Because lived experience is essential
for research to be meaningful and to effectively serve the people concerned.
The people who fund, conduct, and publish research are recognising this. People with lived and living experience have long been calling for this inner, first-person perspective on mental health to change how we do research – and our calls have been echoed: it is becoming more and more common, often required, for lived experience to be integrated in mental health research.
In that, we saw a risk.
We saw the rise of a new tick-box: the lived experience box, often referred to as the 'PPI' box.
In that, we saw the risk that lived experience could be imprisoned in the four walls of the tick-box, unable to expand. At best, this improves research but its growth is limited. At worst, this perpetuates inequality by enabling the same structural powers that once benefitted from exclusion to now profit from inclusion instead. Either way, hierarchies of power and knowledge remain largely unchanged. And it is time they changed.

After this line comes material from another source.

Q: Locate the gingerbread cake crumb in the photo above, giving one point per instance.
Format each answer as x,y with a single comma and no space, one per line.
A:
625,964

In that, we also saw an opportunity.
Instead of getting comfortable with the new 'lived experience box', we can seek what is beyond the box and imagine new spaces for lived experience to exist in mental health research. In that, we saw an opportunity for people from across the world to come together to reflect on where we have got to, what knowledge we have and what we are missing, what differences and debates exist, what challenges we are facing, and what new paths forward we can collectively create.
This is how The Lancet Psychiatry Commission came to be.